I came across this advertisement yesterday while searching online for any articles on the early Soviet periodical Modern Architecture.  For those who don’t spend their time painstakingly researching long-dead avant-garde movements, this publication might not mean much.  However, it’s of great historical and theoretical importance — a project featuring a truly spectacular cast of characters.  The main organ for the OSA group of architectural Constructivists, Modern Architecture was edited first by the legendary theoreticians and architects Moisei Ginzburg and Aleksandr Vesnin, later coming under the editorship of Roman Khiger, after 1928.  Its layout was designed by Aleksei Gan, author of the seminal text on Constructivism in art, Конструктивизм (1922).  A number of young Soviet modernists contributed pieces to the journal: Mikhail Barshch, Ivan Leonidov, Nikolai Krasil’nikov, Kazimir Malevich, etc.  Articles by some of the most extraordinary foreign avant-garde architects and artists were also included: Le Corbusier, Walter Gropius, Ludwig Mies van Der Rohe, and Fernand Léger.

Needless to say, I was immediately overcome with excitement. You see, last winter I spent weeks at the New York Public Library, poring over their microfiche collection of the 1927-1930 editions of Modern Architecture (they didn’t have the volume for 1926).  I sat there using their clumsy old machines, struggling to center the pages exactly and bring them into focus by using the different microscopic lenses, only to make poor-quality printouts in the end.  So now that Tatlin press is re-releasing it in full, 80 years after Stalin’s government forced them to cease its publication, I can honestly say I’m stoked.  Here’s the description included in the ad:

ISBN 978-5-903433-12-4

редактор составитель — Эдуард Кубенский
вступительная статья — Жан-Луи Коэн
5 томов, 1076 стр., 24.0х34.0 см,
мягкая обложка, футляр, рус./фр./нем./англ.

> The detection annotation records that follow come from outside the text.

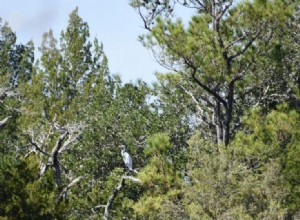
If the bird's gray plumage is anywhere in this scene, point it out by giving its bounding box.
[121,145,132,171]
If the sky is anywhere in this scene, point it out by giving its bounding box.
[0,0,167,83]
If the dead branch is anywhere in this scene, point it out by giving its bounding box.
[103,175,141,220]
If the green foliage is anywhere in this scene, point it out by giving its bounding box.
[0,0,300,219]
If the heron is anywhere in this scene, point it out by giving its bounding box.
[121,145,133,171]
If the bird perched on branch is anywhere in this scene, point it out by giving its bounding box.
[121,145,133,171]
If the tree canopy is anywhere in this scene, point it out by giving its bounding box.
[0,0,300,219]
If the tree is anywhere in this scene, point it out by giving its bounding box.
[131,0,295,145]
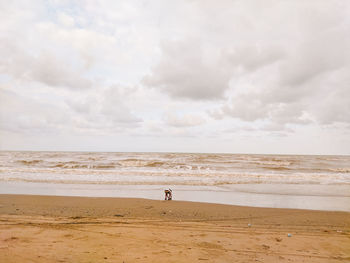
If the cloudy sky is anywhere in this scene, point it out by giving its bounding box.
[0,0,350,154]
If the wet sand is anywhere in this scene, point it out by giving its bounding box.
[0,195,350,263]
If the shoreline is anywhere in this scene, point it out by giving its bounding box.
[0,195,350,263]
[0,181,350,212]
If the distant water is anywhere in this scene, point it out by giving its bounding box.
[0,152,350,186]
[0,152,350,212]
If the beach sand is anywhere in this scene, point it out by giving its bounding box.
[0,195,350,263]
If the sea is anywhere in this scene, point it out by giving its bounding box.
[0,151,350,211]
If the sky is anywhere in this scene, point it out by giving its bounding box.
[0,0,350,154]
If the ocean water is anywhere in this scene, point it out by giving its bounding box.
[0,152,350,211]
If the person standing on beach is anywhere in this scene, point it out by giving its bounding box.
[164,188,173,201]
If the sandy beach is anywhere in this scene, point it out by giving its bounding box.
[0,195,350,263]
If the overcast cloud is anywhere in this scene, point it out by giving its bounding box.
[0,0,350,154]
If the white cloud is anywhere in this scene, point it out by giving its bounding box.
[0,0,350,153]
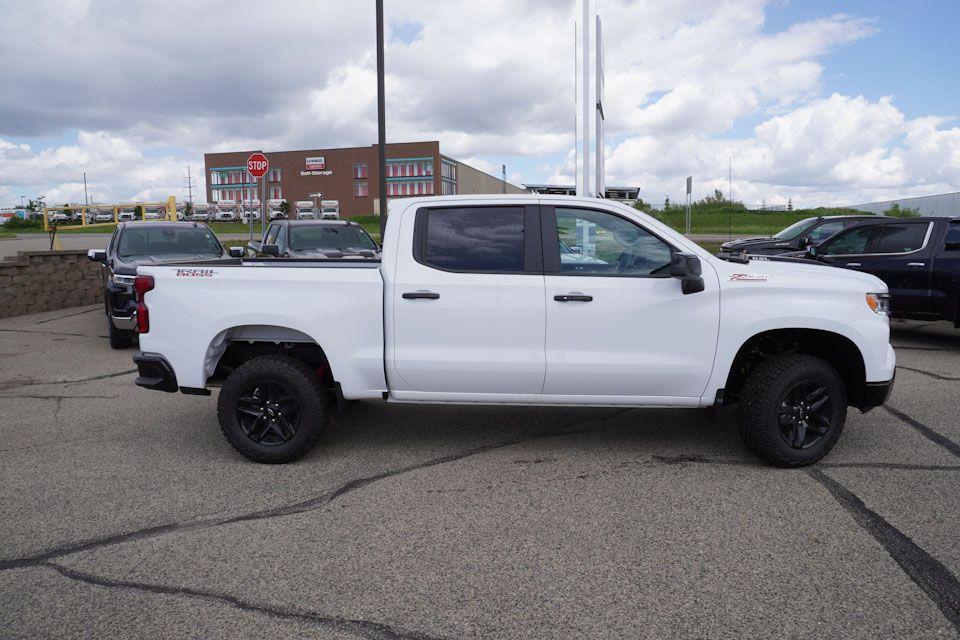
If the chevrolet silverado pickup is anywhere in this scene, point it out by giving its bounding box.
[134,195,895,467]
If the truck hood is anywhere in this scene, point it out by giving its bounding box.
[717,260,887,293]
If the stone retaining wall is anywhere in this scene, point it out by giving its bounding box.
[0,249,103,318]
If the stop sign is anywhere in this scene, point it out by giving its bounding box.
[247,153,270,178]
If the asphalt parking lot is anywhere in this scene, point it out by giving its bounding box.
[0,307,960,639]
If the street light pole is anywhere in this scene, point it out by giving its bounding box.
[377,0,387,244]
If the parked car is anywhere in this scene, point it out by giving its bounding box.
[134,195,896,467]
[87,222,243,349]
[720,215,877,256]
[806,218,960,327]
[247,220,380,260]
[190,204,210,222]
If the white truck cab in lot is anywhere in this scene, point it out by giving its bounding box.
[294,200,315,220]
[134,195,895,467]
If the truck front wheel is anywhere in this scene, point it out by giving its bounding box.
[737,354,847,467]
[217,355,329,464]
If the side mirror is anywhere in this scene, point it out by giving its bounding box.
[670,253,705,294]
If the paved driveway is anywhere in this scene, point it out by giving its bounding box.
[0,308,960,639]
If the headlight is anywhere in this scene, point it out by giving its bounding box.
[867,293,890,316]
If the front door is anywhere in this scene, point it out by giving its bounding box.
[542,207,720,403]
[391,205,545,400]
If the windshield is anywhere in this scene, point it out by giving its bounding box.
[117,227,223,258]
[773,218,817,240]
[290,225,377,252]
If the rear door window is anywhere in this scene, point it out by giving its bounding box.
[418,207,524,273]
[943,220,960,251]
[820,225,876,256]
[877,222,930,253]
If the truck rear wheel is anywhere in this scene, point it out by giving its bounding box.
[217,355,329,464]
[737,354,847,467]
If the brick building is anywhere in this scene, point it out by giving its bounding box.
[203,141,524,216]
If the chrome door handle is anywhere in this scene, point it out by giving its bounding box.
[403,291,440,300]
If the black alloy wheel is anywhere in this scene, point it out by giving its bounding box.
[777,380,833,450]
[236,380,300,446]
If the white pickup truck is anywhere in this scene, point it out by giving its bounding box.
[134,196,895,467]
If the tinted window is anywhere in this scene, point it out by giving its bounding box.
[944,221,960,251]
[809,220,843,243]
[263,224,280,244]
[877,222,929,253]
[290,224,377,252]
[820,226,874,256]
[556,207,672,276]
[423,207,523,272]
[117,227,223,257]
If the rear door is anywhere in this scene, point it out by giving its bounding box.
[391,205,545,400]
[930,220,960,321]
[542,206,720,403]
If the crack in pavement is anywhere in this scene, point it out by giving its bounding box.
[0,408,632,571]
[883,404,960,458]
[897,364,960,382]
[34,306,100,325]
[42,562,448,640]
[806,469,960,632]
[0,369,138,391]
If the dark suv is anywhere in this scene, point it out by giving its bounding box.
[720,215,877,256]
[87,222,243,349]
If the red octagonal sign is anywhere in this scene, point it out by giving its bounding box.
[247,153,270,178]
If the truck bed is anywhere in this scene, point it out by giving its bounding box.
[137,258,386,398]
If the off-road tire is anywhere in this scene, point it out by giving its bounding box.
[217,355,330,464]
[737,354,847,468]
[107,316,135,349]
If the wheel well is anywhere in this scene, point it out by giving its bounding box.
[204,325,335,387]
[724,329,866,407]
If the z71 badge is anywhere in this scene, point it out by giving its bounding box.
[730,273,767,282]
[177,269,216,278]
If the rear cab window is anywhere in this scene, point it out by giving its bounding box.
[877,222,930,253]
[414,205,540,273]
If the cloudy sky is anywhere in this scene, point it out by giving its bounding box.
[0,0,960,205]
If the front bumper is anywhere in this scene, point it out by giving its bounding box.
[133,351,179,393]
[859,374,897,413]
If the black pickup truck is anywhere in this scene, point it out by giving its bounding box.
[87,222,243,349]
[806,218,960,328]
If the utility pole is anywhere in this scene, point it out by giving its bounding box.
[377,0,387,239]
[187,165,193,208]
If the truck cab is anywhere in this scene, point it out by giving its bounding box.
[320,200,340,220]
[294,200,315,220]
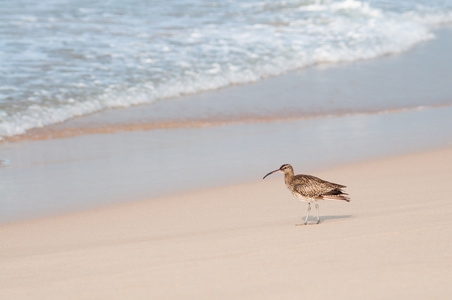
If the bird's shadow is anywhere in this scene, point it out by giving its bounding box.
[302,215,353,222]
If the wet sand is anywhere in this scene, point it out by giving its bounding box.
[0,147,452,299]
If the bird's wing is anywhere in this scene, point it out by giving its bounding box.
[294,175,345,198]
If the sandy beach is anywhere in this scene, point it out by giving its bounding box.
[0,148,452,299]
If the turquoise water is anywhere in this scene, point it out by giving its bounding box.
[0,0,452,138]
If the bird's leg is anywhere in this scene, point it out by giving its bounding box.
[304,202,311,225]
[314,202,322,224]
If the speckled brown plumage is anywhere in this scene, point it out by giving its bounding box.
[264,164,350,224]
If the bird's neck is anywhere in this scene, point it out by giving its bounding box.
[284,170,294,184]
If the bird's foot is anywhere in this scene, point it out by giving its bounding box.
[295,220,323,226]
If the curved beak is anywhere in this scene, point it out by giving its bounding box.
[262,169,281,179]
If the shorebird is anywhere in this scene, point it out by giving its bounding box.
[263,164,350,225]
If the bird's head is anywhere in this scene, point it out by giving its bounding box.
[262,164,293,179]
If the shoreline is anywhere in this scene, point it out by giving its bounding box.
[0,147,452,299]
[0,26,452,143]
[0,106,452,224]
[0,103,452,143]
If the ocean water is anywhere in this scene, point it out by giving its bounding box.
[0,0,452,139]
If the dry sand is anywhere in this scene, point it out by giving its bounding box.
[0,149,452,299]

Современная архитектура — иллюстрированный журнал «Государственного издательства», выходивший в Москве с 1926 по 1930 годы 6 раз в год. Журнал освещал вопросы современного градостроительства, жилой, промышленной и сельской архитектуры, типового проектирования, истории и теории архитектуры и строительства. Несмотря на короткий срок своего существования, журнал Современная архитектура — журнал-эпоха. В его реализации принимали участие ведущие мастера эпохи авангарда. Среди выдающихся имен, имевших отношение к журналу, можно назвать архитектора и бессменного редактора журнала Моисея Гинзбурга, автора проекта Дома Наркомфина; художников Алексея Гана и Варвару Степанову, занимавшихся версткой и дизайном издания и других. На его страницах публиковали свои работы Иван Леонидов и братья Веснины, Ле Корбюзье и Мисс Ван дер Роэ. Отдельной темой выступает в издание его графический строй, являющийся образцом передового дизайна своего времени. Сегодня эти журналы стали библиографической редкостью: растет цена информации, размещенной на их страницах. Об актуальности всего, что связано с эпохой русского авангарда в мире, не приходится говорить, это давно сформировавшаяся позиция. Анализ этого явления и его актуализация сегодня поможет еще раз осознать место России в мировом архитектурном пространстве.